OPPONENTS OF BUCHANAN FIGHT FOR PARTY NAME

By Chelyen Davis
The News & Advance

A day after Pat Buchanan's faction of the Reform Party filed a court motion to bar opponents within the party from using the party's name, those opponents say they're prepared to fight for Reform Party principles.

Sue Harris DeBauche is the Virginia state chairwoman for the Reform Party, elected before the party's factions widened into a final split earlier this month at the national convention. She and John Hagelin, an Iowa physicist nominated to run for president by some members of the Reform Party, are named in the motion filed by Buchanan supporters Tuesday.

The motion, to be heard next Wednesday in U.S. District Court in Lynchburg, seeks to stop DeBauche and other proponents of Hagelin from using the Reform Party name, Web site or money and from trying to get Hagelin on the state ballot as the Reform Party's presidential candidate.

The motion has its roots in a party split that had been growing for months and culminated in a walk-out during the party's national convention two weeks ago. Buchanan's supporters claimed they had enough delegate votes to nominate Buchanan for president; opposing delegates left the convention, staged their own and nominated Hagelin. Now the fight is over which side is the real Reform Party. At stake is $12.5 million in federal election money.
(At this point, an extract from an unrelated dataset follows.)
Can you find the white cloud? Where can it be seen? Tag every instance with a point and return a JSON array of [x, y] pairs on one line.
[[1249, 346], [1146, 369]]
DeBauche says her side is the real one, and she plans to fight Buchanan's motion. She also says the attorney who filed the motion, Dale Cooter, was fired from the Reform Party by its executive committee on July 29.

"We are the legal party and Pat Buchanan and Dale Cooter are trying to steal" the party's name and money, DeBauche said. "I am the legal state chair. These (Hagelin and running mate Nat Goldhaber) are the candidates. We are the party. These people have been involved three to six months. I have been in this movement for eight years." ...

The motion seeks to stop DeBauche and Hagelin supporters from trying to get their candidate's name on the ballot in Virginia for the November presidential election. Virginia requires 10,000 signatures on petitions for a candidate to be on the ballot, and the deadline is Friday.

Buchanan's supporters have said they are close to the required 10,000, and DeBauche said Hagelin's supporters are as well. She said the signatures are due to be counted today and she'll know for sure if Hagelin has enough support to get on the ballot.

"We try for double, and at least half more than what we need," she said.